People keep telling me it was a hallucination, that I dreamt the whole thing, had drunk too much red wine, or stumbled onto a film set. But I was wide awake and sober. I know that it happened. I carry the evidence, crumpled now and a little faded, but still legible, in my wallet.

I was sitting in the New York Café, at my favorite table by the window, watching the bustle of Budapest on a summer’s evening, admiring the décor. I’d been in the city a few days, and I was reading The Paul Street Boys by Ferenc Molnár, the doyen of Budapest’s literary golden age. A century ago, Molnár was a fixture here.

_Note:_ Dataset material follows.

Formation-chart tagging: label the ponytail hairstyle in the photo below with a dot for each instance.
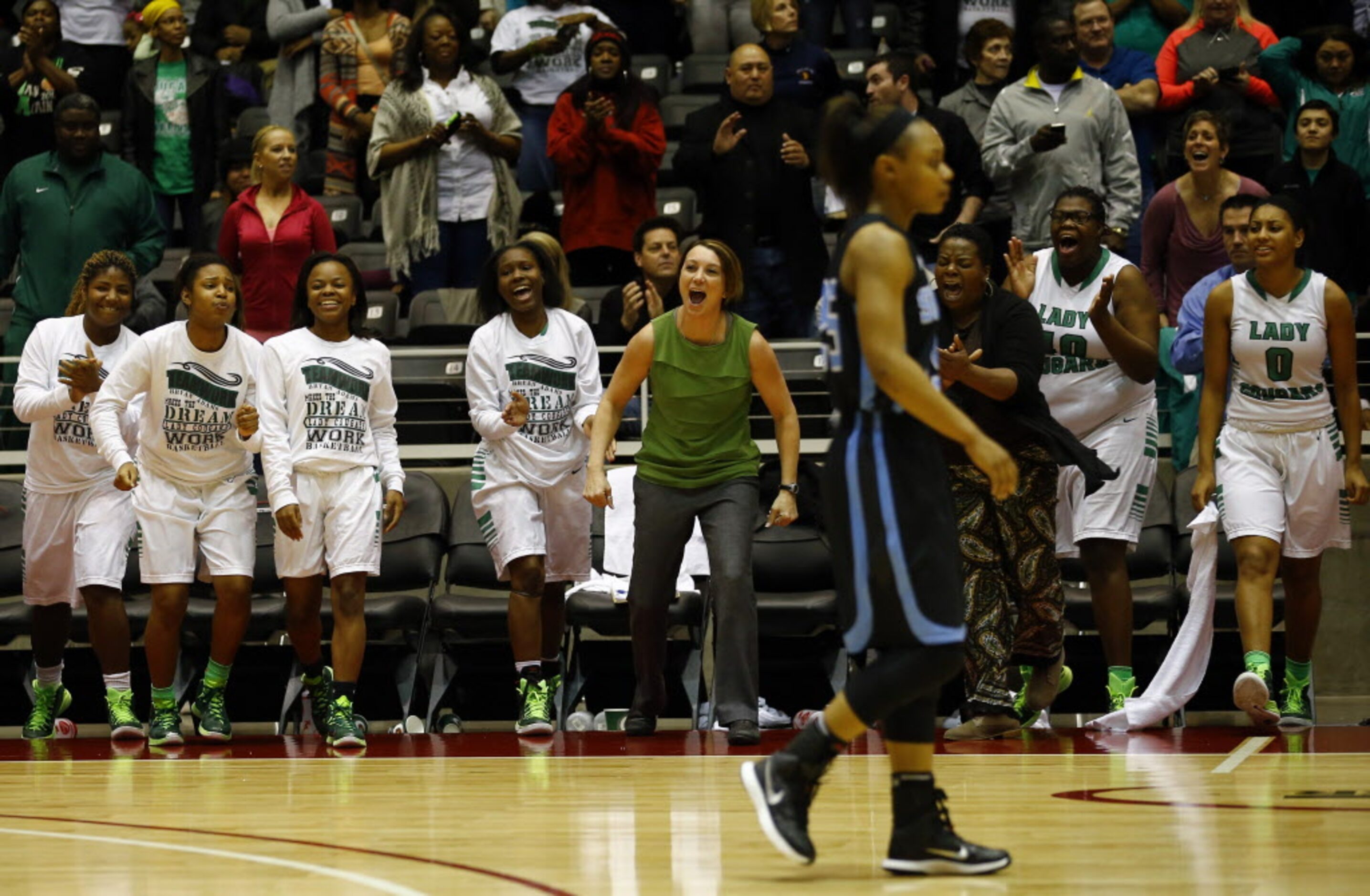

Budapest then was full of coffeehouses, but none could rival the splendor of the New York Café. The story goes that when it opened in 1894, the writer grabbed the keys, marched down to the Danube, and threw them in the river, declaring that the café must never close.

The New York soon became a second home for penurious writers. They could come here and spin a coffee out for hours. The waiters would supply them with sheets of paper (which they called “dogs’ tongues”), pens, and ink.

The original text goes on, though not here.